The Ciaotou District Prosecutors’ Office in Kaohsiung has indicted a man on suspicion of recruiting people for sponsored tours to China, during which they were urged to vote for specific presidential candidates next month.
China Pan-Blue Association member Chen Chih-cheng (鄭志成) is the first person to be charged in one of many Chinese election interference cases prosecutors are investigating in the lead-up to the Jan. 13 presidential and legislative elections.
Cheng was charged with contravening the Anti-Infiltration Act (反滲透法), the Presidential and Vice Presidential Election and Recall Act (總統副總統選舉罷免法) and the Public Officials Election and Recall Act (公職人員選舉罷免法).
Photo: Wu Cheng-feng, Taipei Times
From May, Cheng recruited about 140 Taiwanese to visit China on tours mostly paid for by China’s Taiwan Affairs Office (TAO), prosecutors said.

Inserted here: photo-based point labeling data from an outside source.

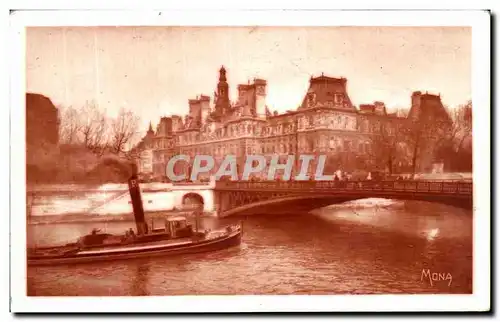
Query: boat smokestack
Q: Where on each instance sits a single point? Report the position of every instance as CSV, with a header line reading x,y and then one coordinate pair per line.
x,y
135,196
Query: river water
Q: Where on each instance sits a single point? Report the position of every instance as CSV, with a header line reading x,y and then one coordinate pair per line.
x,y
364,247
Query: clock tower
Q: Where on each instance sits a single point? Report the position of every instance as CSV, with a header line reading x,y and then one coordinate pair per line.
x,y
222,94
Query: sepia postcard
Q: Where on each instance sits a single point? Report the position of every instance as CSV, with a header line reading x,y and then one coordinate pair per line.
x,y
219,161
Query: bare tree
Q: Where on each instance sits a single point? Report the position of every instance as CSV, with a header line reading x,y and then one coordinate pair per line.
x,y
123,130
93,127
461,128
386,142
424,134
70,125
454,150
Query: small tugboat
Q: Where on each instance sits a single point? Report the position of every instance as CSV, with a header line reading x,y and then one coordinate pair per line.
x,y
175,237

Each person only needed to pay between NT$10,000 and NT$20,000, and Cheng received NT$2,000 for each person he recruited, they said.
The tour groups met with representatives from the TAO and the Chinese United Front Work Department, who urged them to vote for the “pan-blue camp” and “to remove the Democratic Progressive Party government from office,” prosecutors said.
Photo: CNA
In other election news, Pingtung County Council Speaker Chou Tien-lun (周典論) was yesterday detained on suspicion of buying signatures for Hon Hai Precision Industry Co (鴻海精密) founder Terry Gou (郭台銘) to help him get the endorsements needed for to run in the presidential election.

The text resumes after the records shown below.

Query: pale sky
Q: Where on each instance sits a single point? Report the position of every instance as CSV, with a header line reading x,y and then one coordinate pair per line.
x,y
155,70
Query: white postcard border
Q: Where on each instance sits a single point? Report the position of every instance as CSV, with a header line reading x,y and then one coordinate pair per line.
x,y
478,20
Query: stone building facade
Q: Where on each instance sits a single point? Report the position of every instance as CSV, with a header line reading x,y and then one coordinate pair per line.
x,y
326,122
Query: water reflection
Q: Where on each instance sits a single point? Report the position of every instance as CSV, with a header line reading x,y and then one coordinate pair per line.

Pingtung County prosecutors said that after receiving a tip-off that Chou had bought signatures for Gou for NT$200 each, they raided Chou’s residence at about 6am on Monday and took him in for questioning.
Suspecting Chou had breached the Presidential and Vice Presidential Election and Recall Act, prosecutors filed a motion to detain him, which the Pingtung District Court approved early yesterday, the Pingtung District Prosecutors’ Office said.

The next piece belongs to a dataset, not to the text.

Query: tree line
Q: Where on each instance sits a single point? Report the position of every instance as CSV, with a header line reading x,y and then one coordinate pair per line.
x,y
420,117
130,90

Chou denied buying signatures and said that the funds involved were wages given to staffers to collect signatures, district court judge Wang Yi-chi (王以齊) said.
The judge did not accept Chou’s version of events as many witnesses testified that the fee was used to buy signatures, testimony that was corroborated by evidence, Wang said.
Gou announced his bid to run for president as an independent in late August.
Despite collecting enough signatures, he dropped out of the race and did not register his candidacy by the Nov. 24 deadline.